Defendant objected to any testimony about insurance because it was hearsay and because the only person that could possibly testify as to the existence of insurance would be Mike Henry himself. The objection was overruled. This objection was not sufficient. It did not raise the question of the insurance policy being the best evidence.

The acts and declarations of co-conspirators, in the absence of their partners, are admissible in evidence because this is the means of showing the conspiracy. However, oral proof of the fact that the property was insured is reversible error where proper objection is made that the policies themselves were the best evidence. Posey v. State, supra; Barnes v. State, supra. “It is to be presumed that if timely objection[s] had been made the trial court would have required either the policies to have been offered or sufficient foundation laid for the introduction of secondary evidence. Such evidence having been admitted without objection, it will be considered as competent proof that the property was insured and the insurance was in force at the time of the fire.” Salistean v. State, supra.

The defendant did not object because the insurance policy was the best evidence. He did not preserve the error for review. State v. Lott, 73 N.M. 280, 387 P.2d 855 (1963).

(C) Special vs. General Statute.

We should decide whether arson is a special statute and whether damaging insured property is a general statute. If arson is a special statute, conviction under the general statute was improper. State v.

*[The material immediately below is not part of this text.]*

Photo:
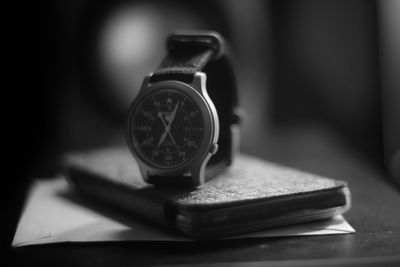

Riley, 82 N.M. 235, 478 P.2d 563 (Ct.App. 1970).

Section 40A-15-2, Damaging Insured Property, was enacted in 1963 under the Revised Criminal Code. Laws 1963, ch. 303, § 15-2.

Section 40A-17-5, Arson and Negligent Arson, was enacted by Laws 1970, ch. 39, § 1. The title of the act is: “AN ACT relating to crimes; defining the crimes of arson and negligent arson.” It repealed the previous section on arson under the Revised Criminal Code. Laws 1963, ch. 303, § 17-2. The new section enacted in 1970 is a part of the Revised Criminal Code.

The question is: Would the general statute, “Damaging insured property”, standing alone, include the same matter as the special act, “Arson”, and conflict with it, or can both statutes be read together and harmonized?

Both statutes do not condemn the same offense. “Damaging insured property” applies only where the accused, “with intent to defraud the insurance company”, damages the property. The “arson” statute applies only where the accused seeks “to collect insurance for such loss.” Both statutes can be read together and harmonized.